More on icons
Following up my post on Adobe’s icon mess, here’s a look at the process of choosing new icons for Debian’s IceWeasel, IceApe, and IceDove programs.
For those of you not familiar with the suite of programs (as I wasn’t) here’s a blurb from Wikipedia:
IceWeasel is the name of two currently independent Mozilla Firefox rebranding projects. One is part of the Gnuzilla project, a GNU project to provide versions of Mozilla programs which are made of entirely free software. The other is a rebranded build prepared by Debian in order to satisfy a demand from Mozilla that they either drop the Firefox name or comply with other terms that Debian policies find unacceptable.
IceDove is a rebadged ThunderBird, and IceApe a rebadged SeaMonkey. My favorites are currently from Unicko…check these out.

The ones for IceWeasel aren’t as nice, but at least some people are having fun with the process.
Makes you wonder what Adobe threw out in the process of rebranding of their suite of programs.

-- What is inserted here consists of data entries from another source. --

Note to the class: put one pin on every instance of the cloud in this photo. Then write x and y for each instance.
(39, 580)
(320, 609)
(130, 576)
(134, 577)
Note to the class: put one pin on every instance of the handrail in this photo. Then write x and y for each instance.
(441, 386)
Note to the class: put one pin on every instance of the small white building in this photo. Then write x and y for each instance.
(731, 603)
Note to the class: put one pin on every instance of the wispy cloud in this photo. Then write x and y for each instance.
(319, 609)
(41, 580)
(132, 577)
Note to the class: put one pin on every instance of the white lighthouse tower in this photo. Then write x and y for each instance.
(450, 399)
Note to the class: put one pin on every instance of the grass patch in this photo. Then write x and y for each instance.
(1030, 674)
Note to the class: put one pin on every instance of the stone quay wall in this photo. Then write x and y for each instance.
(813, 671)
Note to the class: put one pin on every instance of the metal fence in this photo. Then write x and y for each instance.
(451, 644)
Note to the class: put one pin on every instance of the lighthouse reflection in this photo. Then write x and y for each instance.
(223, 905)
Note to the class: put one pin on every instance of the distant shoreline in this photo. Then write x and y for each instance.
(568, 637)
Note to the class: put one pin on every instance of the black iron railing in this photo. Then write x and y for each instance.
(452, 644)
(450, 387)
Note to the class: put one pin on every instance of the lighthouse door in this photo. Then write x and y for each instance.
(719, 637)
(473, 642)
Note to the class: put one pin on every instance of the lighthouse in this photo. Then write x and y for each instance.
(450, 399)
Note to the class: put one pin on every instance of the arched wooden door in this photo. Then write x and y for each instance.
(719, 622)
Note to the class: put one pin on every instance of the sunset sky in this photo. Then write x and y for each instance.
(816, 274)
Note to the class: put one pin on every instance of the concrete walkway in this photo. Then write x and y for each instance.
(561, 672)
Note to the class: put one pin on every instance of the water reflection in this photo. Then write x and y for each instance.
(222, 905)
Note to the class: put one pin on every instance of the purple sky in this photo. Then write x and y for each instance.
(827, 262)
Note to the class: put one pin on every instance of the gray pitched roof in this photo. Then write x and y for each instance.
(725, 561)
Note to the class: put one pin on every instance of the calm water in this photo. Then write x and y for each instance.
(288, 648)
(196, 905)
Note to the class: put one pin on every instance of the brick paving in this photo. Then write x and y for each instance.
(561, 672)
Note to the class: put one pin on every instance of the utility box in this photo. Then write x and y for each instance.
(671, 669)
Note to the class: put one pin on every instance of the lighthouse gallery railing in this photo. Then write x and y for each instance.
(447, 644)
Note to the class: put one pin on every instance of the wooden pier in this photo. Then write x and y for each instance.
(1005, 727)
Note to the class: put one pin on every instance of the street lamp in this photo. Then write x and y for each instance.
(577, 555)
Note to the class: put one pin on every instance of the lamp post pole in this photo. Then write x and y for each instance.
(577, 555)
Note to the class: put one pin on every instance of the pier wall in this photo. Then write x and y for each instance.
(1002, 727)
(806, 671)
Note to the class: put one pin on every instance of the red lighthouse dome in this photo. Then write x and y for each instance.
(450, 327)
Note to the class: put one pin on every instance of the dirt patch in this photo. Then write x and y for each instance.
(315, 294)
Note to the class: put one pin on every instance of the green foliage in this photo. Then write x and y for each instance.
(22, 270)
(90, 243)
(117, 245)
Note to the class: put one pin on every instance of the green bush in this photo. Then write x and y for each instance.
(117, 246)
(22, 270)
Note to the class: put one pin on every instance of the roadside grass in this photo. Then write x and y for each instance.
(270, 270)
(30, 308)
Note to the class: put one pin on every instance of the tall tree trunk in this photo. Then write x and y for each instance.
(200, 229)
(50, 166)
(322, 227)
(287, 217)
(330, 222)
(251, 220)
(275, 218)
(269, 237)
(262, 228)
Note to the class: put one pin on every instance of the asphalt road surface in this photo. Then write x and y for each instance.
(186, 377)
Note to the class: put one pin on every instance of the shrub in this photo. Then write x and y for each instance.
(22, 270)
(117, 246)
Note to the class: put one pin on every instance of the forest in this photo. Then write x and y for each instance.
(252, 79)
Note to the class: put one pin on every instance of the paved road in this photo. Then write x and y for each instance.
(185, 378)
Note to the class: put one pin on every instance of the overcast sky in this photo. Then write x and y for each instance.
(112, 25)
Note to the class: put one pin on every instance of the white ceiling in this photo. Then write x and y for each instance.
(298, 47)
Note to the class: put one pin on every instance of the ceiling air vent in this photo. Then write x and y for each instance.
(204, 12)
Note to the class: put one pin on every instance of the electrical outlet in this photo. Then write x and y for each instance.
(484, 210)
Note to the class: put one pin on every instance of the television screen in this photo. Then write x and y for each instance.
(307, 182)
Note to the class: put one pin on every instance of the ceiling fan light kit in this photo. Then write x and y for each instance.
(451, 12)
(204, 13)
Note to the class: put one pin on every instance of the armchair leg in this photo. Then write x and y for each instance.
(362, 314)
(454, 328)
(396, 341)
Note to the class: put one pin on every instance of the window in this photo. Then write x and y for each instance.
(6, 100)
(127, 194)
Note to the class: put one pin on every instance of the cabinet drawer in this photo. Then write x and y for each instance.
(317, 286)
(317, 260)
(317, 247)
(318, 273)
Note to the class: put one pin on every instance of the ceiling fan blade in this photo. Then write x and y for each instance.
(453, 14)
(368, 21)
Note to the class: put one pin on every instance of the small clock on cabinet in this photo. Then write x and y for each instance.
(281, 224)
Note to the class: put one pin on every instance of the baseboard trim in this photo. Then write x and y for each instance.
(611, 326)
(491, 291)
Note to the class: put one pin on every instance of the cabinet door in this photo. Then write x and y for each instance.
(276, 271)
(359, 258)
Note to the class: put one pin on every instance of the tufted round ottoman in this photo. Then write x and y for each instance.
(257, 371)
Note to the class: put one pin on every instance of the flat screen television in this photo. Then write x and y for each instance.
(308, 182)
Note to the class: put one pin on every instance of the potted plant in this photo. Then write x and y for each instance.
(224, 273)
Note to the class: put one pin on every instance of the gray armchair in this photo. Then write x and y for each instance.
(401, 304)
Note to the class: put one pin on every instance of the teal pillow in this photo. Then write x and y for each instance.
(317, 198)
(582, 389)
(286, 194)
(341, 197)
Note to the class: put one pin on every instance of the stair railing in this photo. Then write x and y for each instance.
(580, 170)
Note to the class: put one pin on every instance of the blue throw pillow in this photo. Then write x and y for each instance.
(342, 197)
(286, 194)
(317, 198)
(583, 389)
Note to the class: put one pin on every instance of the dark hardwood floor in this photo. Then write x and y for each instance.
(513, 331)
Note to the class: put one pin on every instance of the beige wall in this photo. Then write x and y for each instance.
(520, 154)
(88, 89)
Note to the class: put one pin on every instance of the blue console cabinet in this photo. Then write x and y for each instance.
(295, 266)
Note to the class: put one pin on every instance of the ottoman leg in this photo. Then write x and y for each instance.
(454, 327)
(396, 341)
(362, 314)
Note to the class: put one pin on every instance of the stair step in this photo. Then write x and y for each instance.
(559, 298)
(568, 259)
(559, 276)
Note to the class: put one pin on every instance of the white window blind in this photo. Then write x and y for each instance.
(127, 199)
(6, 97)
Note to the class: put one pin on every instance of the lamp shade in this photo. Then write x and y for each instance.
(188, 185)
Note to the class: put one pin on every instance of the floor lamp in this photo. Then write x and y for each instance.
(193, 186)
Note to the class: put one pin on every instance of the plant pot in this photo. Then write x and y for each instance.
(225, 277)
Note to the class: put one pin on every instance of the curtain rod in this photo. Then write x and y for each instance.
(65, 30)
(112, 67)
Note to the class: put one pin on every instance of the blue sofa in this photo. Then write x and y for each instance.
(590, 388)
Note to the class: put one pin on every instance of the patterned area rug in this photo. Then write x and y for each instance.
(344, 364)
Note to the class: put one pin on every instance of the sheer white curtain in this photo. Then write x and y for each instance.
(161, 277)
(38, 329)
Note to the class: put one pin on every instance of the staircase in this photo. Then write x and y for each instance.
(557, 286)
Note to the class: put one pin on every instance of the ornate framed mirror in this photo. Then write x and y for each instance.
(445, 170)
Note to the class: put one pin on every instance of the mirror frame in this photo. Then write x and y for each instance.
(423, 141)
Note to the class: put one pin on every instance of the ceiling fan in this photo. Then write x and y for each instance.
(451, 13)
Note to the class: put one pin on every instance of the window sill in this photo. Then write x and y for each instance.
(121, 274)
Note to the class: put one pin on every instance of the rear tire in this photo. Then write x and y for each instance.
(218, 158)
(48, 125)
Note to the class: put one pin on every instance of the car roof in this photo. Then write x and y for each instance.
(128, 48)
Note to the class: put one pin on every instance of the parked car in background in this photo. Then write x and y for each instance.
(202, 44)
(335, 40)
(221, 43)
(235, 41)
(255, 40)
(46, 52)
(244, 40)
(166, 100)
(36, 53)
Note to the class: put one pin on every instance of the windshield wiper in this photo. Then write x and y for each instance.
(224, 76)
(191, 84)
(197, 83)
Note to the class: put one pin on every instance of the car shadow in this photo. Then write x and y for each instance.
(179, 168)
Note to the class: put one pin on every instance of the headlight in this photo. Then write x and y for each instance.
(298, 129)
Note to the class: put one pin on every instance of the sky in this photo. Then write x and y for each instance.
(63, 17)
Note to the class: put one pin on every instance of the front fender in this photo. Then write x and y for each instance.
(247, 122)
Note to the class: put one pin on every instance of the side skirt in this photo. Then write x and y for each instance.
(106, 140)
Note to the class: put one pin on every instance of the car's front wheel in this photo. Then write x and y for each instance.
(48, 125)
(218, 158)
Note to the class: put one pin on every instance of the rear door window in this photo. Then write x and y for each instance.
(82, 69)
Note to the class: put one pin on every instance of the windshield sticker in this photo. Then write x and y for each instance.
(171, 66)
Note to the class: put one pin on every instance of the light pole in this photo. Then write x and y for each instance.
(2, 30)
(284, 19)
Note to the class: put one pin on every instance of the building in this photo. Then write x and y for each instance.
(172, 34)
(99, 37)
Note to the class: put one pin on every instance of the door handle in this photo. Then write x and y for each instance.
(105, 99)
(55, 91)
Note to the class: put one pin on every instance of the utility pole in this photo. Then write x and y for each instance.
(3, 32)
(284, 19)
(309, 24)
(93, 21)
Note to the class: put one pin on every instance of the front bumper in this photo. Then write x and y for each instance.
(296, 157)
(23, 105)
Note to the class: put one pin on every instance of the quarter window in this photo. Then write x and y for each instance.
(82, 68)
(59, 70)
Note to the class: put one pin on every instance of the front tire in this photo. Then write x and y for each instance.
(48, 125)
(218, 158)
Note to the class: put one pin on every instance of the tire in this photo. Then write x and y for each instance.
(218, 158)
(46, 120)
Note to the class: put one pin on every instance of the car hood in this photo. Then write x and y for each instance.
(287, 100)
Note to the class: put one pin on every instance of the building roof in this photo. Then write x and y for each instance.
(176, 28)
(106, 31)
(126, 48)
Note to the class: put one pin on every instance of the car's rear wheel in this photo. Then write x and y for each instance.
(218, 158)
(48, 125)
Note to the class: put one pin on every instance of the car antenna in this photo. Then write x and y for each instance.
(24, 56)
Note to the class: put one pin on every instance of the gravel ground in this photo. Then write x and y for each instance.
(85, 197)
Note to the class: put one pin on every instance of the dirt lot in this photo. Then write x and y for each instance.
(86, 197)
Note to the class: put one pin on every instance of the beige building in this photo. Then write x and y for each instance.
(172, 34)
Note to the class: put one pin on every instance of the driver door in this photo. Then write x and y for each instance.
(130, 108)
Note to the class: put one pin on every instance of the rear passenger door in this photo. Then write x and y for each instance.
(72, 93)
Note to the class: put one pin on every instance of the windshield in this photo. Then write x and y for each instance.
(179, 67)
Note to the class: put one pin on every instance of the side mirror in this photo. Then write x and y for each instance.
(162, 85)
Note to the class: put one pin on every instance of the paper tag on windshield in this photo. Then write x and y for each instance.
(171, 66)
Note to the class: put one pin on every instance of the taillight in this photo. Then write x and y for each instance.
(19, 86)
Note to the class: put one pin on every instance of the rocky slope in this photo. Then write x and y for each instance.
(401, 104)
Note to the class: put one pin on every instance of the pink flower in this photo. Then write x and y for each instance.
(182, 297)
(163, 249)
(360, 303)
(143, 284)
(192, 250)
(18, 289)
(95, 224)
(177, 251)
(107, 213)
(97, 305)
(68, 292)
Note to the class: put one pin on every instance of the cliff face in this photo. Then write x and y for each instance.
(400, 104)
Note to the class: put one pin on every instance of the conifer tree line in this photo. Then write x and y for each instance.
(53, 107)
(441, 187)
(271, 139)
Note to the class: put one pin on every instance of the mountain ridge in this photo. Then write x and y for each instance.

What process? Design by Slashdot? It’s too bad—the designer has some talent, but the best visuals in the world could not redeem “IceWeasel.”
“Are we supporting IceWeasel in this release?” “Oh, don’t use IE, it’s awful. Use IceWeasel instead…” Uh, yeah.
Naming is part of branding, too. Are these products really supposed to be taken seriously? Were the names required to be such thin translations of the original, or did they do it for spite?
“Design by Slashdot”...I like that one :)
I’m not making a comment either way on the branding or naming aspect of the product line.
The point of the post was to show my disgust that an open-source community of all organizations can outshine a design stronghold like Adobe with their icon choices.
Have any of those Adobe apps actually shipped with the periodic table icons? There may still be time for them to save face…
I believe the betas have shipped with the periodic table elements. And according to some blog entries I’ve read they’re sticking with it for the final release.
Check the other blog entry where it links to a project manager’s blog @ Adobe.